In “The Last Crusade” movie, Indiana Jones pursues the holy grail.  Near the end of the journey he faces a chasm with no way to cross. “It’s a leap of faith,” he mutters, as he steps into the abyss. To his surprise, his foot lands on a bridge he cannot see.

It takes no climactic leap of faith for you to board an airliner to Paris. People have been riding the winds above the Atlantic Ocean for nearly 100 years since Charles Lindbergh showed us the way.

The difference between these two is blind faith vs. seeing faith.  It matters because the Christian faith is not a blind faith. In its worst form, blind faith doesn’t care about what is true – it believes anyway. Those who reject a religion of blind faith are right to do so, but don’t accuse Christians of being taken captive by such “empty deception” (Col. 2:8). We see reasons to believe.

God has proven that He will reveal Himself in human history and reality. He showed Himself to Moses in the burning bush. Babylonian King Nebuchadnezzar saw a fourth person in the fiery furnace, and was overwhelmed by that reality of God Almighty. Thomas doubted no longer when he saw and touched the resurrected Jesus. Jesus even showed his authority to forgive sins by making the paralyzed man get up and walk (Matt. 9). All these encounters resulted in visible evidence – reasons to believe.

Do you see the evidence of the Bible? It had 40 human contributors spanning 1500 years writing in three languages, yet it is a coherent narrative of human history and experience. It has hundreds of prophecies, some very specific, all written centuries before Jesus fulfilled them. It explains what you see now: the universe exists, evil persists, and morality is universal. It explains why you yearn for beauty, admire innocence, and cling to life. It explains brokenness, justice, restoration, and hope. The Bible makes sense of the world as you experience it.

Do you see the evidence of creation? As you would expect, the more science discovers about the material world, the more it points to a prior intelligence. (I recommend Stephen Meyer’s new book, The Return of the God Hypothesis.) Creation is God’s other “book.” The Bible says, “His eternal power and divine nature have been clearly seen, being understood through what has been made” (Rom. 1:20).

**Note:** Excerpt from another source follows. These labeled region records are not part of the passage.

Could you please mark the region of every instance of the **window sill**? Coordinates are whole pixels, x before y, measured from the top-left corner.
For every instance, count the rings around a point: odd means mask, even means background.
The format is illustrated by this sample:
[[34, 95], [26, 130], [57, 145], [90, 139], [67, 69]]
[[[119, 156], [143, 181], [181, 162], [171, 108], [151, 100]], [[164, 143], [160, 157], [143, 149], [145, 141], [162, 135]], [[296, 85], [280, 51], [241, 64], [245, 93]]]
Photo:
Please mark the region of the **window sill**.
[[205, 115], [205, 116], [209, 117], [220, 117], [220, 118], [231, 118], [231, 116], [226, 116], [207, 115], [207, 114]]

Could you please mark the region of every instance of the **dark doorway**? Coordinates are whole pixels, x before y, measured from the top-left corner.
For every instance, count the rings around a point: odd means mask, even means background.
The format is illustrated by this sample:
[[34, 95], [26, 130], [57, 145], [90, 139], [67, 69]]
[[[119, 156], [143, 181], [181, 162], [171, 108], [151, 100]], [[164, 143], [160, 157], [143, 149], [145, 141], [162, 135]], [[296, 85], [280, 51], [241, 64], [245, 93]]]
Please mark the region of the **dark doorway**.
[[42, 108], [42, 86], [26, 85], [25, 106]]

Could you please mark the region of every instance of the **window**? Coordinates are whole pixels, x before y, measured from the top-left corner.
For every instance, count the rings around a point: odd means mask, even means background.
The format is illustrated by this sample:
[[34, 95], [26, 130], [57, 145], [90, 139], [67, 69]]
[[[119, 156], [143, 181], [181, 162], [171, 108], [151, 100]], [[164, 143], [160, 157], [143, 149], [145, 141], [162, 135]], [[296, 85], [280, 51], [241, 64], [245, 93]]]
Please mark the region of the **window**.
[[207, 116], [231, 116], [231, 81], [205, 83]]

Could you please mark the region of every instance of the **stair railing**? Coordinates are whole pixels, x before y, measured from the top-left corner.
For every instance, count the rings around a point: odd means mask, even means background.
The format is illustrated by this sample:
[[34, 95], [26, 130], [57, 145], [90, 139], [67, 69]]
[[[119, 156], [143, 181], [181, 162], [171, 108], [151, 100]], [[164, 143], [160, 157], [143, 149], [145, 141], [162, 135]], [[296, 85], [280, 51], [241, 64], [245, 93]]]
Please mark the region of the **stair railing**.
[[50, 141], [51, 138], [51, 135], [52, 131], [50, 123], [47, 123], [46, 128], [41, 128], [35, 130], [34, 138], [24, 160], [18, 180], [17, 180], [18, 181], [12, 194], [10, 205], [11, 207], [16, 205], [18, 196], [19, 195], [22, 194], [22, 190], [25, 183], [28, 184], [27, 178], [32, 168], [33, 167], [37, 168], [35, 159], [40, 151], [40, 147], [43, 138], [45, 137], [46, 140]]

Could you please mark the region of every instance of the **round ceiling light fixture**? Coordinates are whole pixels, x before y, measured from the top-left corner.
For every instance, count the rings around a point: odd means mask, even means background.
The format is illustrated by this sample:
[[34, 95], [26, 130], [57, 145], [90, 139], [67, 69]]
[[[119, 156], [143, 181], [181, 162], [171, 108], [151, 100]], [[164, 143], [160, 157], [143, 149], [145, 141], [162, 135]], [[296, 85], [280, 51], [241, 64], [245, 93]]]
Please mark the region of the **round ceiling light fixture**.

Indiana Jones exercised blind faith in search of the cup that gives eternal life. That plot line appeals because eternity is set into the human heart (Ecc. 3:11). In the real world, to possess eternal life is to believe in a real Jesus who lived, died, and lives again. The evidence you can see is the foundation of your faith. Faith is not a blind leap into darkness, it’s a step into the light.